The broad groups selected for this guide are those most frequently listed in works on diversity, cultural competency, and multiculturalism or identified separately by the U.S. Census Bureau.
To the extent possible, we chose materials that were written or created by those who identify with the selected group, letting them speak in their own voices to tell their own truths. If you have completed a Diversity Wheel (below) for yourself, you are aware that you identify yourself with many different groups, and that it is this complexity of identities that make you the unique person that you are. Those whose works are collected under each group, likewise, identify with more than that one group.
We also have to keep in mind that we cannot generalize the experiences of specific individuals within a group to all people in that group. For some groups, there may be more diversity within the group than between groups.

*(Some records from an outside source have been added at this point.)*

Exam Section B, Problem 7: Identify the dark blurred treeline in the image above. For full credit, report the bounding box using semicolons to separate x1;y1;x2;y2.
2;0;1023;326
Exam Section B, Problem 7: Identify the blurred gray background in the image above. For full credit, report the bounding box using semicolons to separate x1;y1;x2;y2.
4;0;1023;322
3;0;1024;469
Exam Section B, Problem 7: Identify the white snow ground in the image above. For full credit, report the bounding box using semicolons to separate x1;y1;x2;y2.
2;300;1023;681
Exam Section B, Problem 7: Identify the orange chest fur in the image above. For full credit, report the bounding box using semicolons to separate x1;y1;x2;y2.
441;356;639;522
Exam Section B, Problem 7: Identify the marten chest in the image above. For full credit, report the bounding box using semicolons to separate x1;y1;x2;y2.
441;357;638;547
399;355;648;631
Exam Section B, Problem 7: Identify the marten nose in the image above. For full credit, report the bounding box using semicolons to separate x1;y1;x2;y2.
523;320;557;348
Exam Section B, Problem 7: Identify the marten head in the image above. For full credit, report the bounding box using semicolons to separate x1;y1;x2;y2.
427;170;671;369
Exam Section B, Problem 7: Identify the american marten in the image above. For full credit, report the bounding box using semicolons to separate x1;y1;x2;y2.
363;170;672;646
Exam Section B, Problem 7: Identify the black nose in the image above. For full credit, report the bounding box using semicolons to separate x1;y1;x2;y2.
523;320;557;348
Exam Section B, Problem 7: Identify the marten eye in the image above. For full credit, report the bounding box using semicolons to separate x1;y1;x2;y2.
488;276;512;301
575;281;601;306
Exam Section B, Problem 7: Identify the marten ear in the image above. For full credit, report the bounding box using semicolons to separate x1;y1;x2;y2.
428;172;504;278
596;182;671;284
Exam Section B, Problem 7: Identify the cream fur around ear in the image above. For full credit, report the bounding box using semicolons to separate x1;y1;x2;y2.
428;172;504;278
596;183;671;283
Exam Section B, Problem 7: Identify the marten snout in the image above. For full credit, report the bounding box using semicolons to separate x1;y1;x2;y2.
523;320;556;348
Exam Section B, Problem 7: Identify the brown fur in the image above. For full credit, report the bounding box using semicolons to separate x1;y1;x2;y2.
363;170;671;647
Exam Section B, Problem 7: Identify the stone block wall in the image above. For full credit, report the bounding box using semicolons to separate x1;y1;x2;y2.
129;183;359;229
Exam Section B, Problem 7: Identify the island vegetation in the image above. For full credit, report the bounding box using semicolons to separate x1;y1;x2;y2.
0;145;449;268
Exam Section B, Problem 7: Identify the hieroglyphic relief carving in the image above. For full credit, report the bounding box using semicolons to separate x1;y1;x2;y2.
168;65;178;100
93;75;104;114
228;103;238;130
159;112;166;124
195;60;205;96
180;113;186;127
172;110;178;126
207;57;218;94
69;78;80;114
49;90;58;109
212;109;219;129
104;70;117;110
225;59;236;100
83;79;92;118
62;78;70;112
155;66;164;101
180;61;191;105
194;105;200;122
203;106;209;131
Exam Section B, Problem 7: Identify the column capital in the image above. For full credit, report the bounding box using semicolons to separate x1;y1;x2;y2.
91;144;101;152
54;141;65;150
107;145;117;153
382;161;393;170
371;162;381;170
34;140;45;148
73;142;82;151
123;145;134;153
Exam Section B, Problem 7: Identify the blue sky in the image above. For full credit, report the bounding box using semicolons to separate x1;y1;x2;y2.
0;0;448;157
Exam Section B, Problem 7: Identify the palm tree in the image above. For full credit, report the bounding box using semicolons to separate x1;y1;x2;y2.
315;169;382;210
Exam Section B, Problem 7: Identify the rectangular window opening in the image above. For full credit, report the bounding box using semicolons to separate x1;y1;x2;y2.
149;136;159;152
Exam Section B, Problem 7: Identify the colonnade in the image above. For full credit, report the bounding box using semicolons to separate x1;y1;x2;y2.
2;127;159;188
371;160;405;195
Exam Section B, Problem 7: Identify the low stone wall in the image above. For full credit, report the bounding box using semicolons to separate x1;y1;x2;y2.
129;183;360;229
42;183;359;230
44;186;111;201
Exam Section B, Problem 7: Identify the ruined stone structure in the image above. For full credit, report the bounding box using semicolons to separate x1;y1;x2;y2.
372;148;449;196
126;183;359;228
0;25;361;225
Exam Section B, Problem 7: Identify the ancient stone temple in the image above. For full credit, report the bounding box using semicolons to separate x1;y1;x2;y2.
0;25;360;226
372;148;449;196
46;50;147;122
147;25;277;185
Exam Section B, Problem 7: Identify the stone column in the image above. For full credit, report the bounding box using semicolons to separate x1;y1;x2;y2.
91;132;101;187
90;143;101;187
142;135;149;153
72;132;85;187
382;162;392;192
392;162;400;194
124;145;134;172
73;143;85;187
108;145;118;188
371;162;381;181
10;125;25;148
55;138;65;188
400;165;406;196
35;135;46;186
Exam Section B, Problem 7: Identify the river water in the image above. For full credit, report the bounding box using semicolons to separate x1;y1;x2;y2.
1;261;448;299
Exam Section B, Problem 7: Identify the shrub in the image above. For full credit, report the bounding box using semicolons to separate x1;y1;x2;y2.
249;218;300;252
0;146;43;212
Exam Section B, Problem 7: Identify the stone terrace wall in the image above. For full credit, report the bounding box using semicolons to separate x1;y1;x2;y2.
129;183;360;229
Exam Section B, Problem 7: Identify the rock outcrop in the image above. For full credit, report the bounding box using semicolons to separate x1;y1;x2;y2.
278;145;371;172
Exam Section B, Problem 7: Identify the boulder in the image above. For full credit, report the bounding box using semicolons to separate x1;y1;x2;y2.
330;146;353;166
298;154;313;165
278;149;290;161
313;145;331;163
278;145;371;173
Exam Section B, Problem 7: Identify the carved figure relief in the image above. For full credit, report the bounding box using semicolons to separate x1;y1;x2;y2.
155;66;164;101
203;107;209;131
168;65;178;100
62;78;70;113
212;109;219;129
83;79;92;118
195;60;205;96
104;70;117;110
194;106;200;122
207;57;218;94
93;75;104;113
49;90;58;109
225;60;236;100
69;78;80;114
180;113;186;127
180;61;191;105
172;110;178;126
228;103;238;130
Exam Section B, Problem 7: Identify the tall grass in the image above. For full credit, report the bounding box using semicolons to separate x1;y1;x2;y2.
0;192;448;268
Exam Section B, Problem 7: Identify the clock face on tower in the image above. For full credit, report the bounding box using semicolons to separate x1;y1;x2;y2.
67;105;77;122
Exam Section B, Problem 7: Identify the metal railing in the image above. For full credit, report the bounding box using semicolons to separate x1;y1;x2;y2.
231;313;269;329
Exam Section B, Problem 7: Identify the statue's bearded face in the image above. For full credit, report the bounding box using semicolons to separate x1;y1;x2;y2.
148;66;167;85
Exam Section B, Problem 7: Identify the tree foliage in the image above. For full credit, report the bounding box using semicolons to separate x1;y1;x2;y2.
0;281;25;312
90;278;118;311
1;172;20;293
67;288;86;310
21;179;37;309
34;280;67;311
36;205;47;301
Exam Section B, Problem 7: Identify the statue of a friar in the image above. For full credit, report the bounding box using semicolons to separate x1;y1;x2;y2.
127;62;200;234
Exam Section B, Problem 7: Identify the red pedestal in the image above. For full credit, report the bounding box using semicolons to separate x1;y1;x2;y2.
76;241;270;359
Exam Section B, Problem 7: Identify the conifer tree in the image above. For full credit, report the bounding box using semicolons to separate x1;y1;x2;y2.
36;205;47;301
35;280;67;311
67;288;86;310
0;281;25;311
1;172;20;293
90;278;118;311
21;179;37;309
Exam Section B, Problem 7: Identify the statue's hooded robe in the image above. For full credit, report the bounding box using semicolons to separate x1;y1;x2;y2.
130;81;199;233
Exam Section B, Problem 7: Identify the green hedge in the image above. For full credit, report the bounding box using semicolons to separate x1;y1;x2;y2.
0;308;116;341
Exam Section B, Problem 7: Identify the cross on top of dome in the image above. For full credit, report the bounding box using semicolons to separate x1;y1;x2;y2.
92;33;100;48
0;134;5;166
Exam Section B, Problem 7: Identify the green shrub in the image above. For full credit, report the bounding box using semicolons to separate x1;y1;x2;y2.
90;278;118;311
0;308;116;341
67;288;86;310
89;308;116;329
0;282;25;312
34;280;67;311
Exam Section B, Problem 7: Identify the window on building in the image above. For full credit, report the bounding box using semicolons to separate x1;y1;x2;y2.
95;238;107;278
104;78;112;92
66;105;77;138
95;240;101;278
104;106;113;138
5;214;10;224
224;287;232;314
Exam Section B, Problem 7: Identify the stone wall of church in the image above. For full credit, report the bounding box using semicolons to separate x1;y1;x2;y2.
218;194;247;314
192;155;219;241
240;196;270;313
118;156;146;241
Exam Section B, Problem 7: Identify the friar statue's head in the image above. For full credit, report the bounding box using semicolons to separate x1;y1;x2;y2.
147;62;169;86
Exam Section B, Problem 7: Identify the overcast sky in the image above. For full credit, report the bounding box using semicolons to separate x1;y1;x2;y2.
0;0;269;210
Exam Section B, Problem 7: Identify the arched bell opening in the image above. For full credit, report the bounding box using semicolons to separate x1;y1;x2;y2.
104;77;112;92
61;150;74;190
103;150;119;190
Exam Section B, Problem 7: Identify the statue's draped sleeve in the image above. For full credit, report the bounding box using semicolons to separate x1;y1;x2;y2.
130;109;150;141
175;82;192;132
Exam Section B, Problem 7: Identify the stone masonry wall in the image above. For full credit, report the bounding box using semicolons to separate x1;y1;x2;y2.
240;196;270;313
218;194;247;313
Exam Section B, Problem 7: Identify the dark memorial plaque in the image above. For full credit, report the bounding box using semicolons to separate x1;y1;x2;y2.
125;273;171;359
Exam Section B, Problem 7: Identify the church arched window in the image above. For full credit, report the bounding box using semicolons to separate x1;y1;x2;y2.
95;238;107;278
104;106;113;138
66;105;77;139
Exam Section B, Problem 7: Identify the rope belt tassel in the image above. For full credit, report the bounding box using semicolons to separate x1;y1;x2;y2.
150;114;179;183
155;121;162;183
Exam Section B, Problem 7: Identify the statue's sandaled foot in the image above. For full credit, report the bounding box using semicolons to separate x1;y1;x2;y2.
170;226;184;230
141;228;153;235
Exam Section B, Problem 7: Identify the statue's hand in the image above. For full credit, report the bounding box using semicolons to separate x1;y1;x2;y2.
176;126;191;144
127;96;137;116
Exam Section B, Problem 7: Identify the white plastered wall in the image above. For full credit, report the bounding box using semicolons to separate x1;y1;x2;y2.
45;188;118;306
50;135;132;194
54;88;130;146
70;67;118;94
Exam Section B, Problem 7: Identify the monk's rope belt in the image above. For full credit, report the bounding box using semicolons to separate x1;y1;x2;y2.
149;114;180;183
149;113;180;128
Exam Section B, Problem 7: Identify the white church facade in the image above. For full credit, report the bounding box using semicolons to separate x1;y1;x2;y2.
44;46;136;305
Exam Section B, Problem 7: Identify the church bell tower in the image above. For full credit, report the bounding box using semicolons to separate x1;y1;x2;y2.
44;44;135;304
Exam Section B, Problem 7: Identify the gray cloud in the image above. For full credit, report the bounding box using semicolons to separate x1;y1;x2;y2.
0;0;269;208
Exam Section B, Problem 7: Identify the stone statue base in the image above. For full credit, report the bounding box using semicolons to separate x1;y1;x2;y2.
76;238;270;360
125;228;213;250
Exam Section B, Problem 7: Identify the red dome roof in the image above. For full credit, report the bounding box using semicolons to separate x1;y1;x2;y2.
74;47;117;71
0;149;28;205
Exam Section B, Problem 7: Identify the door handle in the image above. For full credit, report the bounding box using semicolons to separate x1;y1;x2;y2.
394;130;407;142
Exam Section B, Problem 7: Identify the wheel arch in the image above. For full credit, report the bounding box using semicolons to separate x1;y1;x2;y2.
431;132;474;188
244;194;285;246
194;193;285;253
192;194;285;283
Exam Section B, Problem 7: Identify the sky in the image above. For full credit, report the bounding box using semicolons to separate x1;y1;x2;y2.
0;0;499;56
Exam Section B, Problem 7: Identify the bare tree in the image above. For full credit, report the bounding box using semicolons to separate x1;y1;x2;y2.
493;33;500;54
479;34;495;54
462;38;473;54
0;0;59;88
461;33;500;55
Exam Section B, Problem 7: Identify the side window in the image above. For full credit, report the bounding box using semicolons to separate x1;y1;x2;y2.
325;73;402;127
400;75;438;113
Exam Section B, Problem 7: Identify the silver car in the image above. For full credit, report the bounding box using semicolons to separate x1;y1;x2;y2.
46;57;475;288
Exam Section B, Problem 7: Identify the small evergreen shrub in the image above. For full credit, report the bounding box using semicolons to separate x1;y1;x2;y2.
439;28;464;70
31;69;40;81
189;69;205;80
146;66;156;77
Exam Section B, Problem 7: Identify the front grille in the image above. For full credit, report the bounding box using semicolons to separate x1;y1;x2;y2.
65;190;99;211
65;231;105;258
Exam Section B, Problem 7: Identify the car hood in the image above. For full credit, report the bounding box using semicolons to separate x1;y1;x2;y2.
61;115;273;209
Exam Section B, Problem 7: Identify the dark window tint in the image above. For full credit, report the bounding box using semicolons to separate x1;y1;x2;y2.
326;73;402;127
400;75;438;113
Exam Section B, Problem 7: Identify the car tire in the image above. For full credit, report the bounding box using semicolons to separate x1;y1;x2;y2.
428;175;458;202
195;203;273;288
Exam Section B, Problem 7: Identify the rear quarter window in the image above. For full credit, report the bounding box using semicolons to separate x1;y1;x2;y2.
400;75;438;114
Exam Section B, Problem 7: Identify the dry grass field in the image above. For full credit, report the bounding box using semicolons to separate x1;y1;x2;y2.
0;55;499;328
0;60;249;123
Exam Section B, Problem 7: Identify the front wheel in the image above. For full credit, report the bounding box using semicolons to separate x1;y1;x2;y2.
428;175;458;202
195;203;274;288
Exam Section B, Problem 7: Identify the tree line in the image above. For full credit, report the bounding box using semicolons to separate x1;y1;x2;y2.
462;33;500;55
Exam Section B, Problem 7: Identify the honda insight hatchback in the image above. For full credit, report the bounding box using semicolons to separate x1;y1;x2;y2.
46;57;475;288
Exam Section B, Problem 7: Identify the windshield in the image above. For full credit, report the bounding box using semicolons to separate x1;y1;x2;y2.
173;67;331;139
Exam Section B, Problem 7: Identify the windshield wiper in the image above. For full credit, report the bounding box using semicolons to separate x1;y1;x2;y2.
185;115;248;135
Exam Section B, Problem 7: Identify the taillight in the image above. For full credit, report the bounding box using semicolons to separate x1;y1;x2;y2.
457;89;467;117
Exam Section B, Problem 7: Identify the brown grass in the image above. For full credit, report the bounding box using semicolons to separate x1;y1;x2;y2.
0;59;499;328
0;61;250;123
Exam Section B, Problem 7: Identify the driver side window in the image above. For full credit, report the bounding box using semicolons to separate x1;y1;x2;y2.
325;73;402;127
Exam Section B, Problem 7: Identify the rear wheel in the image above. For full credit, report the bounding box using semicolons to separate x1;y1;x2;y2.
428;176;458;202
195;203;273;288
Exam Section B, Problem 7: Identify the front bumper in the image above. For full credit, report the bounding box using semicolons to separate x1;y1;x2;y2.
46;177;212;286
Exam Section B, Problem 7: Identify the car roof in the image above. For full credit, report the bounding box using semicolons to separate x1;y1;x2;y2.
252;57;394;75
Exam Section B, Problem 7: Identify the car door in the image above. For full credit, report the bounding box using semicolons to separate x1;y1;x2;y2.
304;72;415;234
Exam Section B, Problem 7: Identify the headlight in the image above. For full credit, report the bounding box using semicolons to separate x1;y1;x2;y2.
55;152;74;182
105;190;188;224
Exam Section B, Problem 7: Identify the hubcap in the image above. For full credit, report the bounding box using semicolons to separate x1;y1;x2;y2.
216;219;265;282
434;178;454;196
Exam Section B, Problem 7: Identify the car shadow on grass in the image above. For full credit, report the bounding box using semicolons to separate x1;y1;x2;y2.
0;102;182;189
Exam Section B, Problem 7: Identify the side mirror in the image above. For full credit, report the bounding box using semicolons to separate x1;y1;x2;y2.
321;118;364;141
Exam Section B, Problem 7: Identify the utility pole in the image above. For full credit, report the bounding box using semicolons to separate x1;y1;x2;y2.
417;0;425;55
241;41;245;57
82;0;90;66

While the data, stories, and experiences in these works may provide insight into the lives of individuals that we, as outsiders, could not gain access to otherwise, we must remember that the information is colored, to some extent, by the lens of the teller, by the perspective or interpretation of the reporter or editor.
We hope these selected works will further the aims of diversity awareness by encouraging greater empathy, understanding, and appreciation of those whose life experiences are different from yours, enhancing your ability to care for, work with, teach, and communicate with people who walk a path unlike your own.